Derivative of a function involving diagonal matrix

Question

Let $A$ be a $n\times n$ matrix, $\text{diag}(x)$ is the diagonal matrix with $x$ on the diagonal. How can I find $dF(x)$ for $F(x) = \text{diag}(x)Ax$?
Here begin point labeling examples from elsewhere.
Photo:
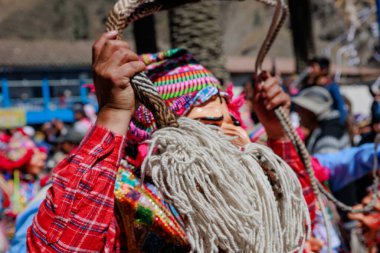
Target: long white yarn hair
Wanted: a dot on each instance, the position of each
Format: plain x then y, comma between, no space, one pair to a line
230,200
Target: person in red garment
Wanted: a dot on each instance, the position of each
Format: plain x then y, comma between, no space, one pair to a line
78,213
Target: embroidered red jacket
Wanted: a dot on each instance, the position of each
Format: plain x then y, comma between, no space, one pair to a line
77,214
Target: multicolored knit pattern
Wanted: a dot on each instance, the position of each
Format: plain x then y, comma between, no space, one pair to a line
180,80
146,215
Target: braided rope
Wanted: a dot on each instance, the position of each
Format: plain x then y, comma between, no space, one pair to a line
124,12
278,20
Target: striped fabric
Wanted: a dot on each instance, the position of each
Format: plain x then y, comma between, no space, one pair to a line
180,80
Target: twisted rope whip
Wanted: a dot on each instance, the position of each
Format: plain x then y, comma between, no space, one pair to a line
280,15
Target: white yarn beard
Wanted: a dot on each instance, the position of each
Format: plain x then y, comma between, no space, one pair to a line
222,193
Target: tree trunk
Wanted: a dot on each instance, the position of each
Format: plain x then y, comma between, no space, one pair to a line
302,31
196,27
144,32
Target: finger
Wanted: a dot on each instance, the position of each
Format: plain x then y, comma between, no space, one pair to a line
101,41
121,57
130,69
112,46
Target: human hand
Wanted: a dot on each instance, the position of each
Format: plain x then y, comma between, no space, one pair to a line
267,97
114,64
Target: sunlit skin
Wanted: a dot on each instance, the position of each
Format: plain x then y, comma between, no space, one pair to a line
215,112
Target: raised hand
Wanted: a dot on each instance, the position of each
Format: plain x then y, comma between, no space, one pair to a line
114,64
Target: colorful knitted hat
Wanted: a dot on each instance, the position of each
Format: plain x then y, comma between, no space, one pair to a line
180,80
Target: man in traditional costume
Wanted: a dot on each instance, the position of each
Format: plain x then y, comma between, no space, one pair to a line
80,214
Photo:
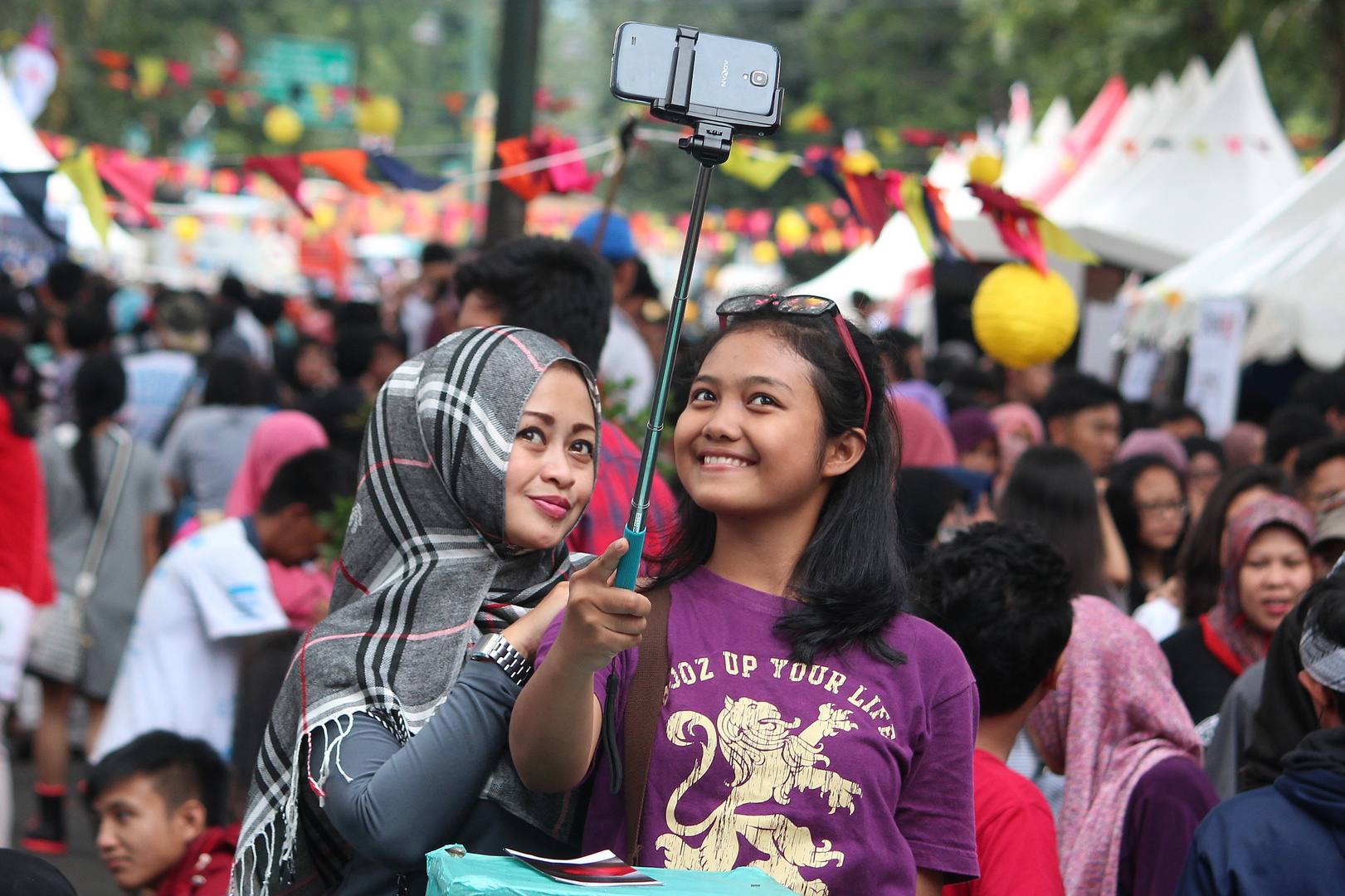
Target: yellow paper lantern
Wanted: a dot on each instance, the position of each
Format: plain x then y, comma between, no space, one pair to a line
791,229
283,125
985,168
186,227
1022,319
379,116
764,252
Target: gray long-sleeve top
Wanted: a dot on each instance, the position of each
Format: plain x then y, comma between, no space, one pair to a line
393,803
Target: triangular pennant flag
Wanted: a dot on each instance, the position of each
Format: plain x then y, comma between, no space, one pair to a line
82,173
573,175
758,167
134,179
344,166
517,151
151,73
402,175
181,73
30,192
285,171
869,195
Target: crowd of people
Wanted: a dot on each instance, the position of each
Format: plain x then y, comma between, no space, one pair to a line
334,588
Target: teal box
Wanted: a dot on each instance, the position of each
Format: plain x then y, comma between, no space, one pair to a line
506,876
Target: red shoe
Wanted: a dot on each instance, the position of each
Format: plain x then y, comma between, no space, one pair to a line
42,845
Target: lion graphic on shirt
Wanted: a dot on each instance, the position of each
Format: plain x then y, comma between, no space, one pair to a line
770,763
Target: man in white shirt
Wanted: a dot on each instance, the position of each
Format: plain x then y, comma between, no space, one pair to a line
181,668
159,380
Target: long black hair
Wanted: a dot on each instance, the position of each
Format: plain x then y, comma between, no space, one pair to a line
1054,489
1121,501
100,392
1201,558
850,580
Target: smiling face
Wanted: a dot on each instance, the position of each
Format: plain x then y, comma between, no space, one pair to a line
1274,575
550,471
751,441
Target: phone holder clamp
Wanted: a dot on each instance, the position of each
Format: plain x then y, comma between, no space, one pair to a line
710,143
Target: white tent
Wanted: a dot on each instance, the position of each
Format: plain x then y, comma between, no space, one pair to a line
21,149
1289,263
887,270
1041,158
1217,163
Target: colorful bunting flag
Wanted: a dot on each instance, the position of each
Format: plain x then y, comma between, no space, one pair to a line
81,170
285,171
568,177
758,167
344,166
518,151
30,192
134,179
402,175
181,73
151,73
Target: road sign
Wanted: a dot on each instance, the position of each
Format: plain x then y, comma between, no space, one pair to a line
314,77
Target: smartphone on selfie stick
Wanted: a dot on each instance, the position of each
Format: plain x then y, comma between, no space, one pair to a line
719,86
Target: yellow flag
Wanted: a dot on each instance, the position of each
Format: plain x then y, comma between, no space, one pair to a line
758,167
81,171
151,73
1059,242
912,199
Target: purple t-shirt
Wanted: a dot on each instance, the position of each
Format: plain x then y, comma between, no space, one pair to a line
838,778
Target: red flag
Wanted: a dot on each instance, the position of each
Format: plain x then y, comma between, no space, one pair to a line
285,171
181,73
515,153
346,166
134,179
869,195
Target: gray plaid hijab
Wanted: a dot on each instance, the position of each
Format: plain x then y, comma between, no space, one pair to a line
422,573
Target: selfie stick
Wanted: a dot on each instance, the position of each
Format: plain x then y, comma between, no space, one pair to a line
709,145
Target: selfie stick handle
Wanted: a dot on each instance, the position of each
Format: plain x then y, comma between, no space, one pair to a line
635,526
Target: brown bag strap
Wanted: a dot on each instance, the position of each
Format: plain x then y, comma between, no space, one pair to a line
643,707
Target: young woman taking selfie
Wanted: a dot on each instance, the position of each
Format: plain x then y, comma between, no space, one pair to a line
807,714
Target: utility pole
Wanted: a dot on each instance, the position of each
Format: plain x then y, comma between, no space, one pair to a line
521,26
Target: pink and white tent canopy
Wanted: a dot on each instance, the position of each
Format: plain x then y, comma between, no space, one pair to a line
1288,261
1219,160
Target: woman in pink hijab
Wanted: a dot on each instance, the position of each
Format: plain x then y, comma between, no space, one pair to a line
280,436
1134,786
924,441
1017,428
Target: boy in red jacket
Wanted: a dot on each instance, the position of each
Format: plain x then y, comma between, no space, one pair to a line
1002,593
160,805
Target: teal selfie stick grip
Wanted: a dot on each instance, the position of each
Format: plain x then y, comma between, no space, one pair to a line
630,567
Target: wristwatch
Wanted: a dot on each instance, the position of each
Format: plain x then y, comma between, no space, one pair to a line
495,649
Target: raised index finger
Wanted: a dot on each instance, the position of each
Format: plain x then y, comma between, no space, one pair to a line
604,568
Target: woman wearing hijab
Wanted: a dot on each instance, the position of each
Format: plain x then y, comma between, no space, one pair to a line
279,437
300,591
385,742
924,441
1117,729
1017,428
976,441
1266,572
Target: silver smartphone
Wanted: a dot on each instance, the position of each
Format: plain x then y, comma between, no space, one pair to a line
731,75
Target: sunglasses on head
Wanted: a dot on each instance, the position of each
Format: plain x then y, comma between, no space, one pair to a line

Thank you very much in advance!

Answer 1

If you use the Hadamard (aka elementwise) product, then you can get rid of the diag operation, which will make it easier to find the differential and jacobian of the function. $$\eqalign{ f &= x\circ(Ax) \cr\cr df &= (Ax)\circ dx + x\circ(A\,dx) \cr &= \operatorname{diag}(Ax)\,dx + (x1^T\circ A)\,dx \cr &= \big(\operatorname{diag}(Ax) + A\circ x1^T\big)\,dx \cr\cr \frac{\partial f}{\partial x} &= \operatorname{diag}(Ax) + A\circ x1^T \cr \cr}$$ In several steps, the commutivity of the hadamard product was used, i.e. $$\eqalign{ x\circ y & = y\circ x \cr &= \operatorname{diag}(x)\,y \cr &= \operatorname{diag}(y)\,x \cr }$$

Answer 2

I assume that $x = (x_1, \dots, x_n)^T \in \mathbb{R}^n$ is a column vector so $F \colon \mathbb{R}^n \rightarrow \mathbb{R}^n$. The differential $dF(x)$ must satisfy

$$ \lim_{h \to 0} \frac{F(x + h) - F(x) - dF(x)h}{\| h\|} = 0. $$

We have

$$ F(x + h) - F(x) = \operatorname{diag}(x + h)A(x + h) - \operatorname{diag}(x)Ax = \\ (\operatorname{diag}(x) + \operatorname{diag}(h))(Ax + Ah) - \operatorname{diag}(x)Ax = \\ \operatorname{diag}(x)Ah + \operatorname{diag}(h)Ax + \operatorname{diag}(h)Ah.$$

The term $\operatorname{diag}(h)Ah$ is quadratic in $h$ so we can guess that $dF(x)h = \operatorname{diag}(x)Ah + \operatorname{diag}(h)Ax$ and prove it:

$$ \frac{\| F(x+h) - F(x) - \operatorname{diag}(x)Ah + \operatorname{diag}(h)Ax \|}{\| h \|} = \frac{\| \operatorname{diag}(h)Ah \|}{\| h \|} \leq \frac{ \| \operatorname{diag}(h) \| \| A \| \| h \|}{\| h \|} = \\ \| \operatorname{diag}(h) \| \| A \| \xrightarrow[h \to 0]{} 0.$$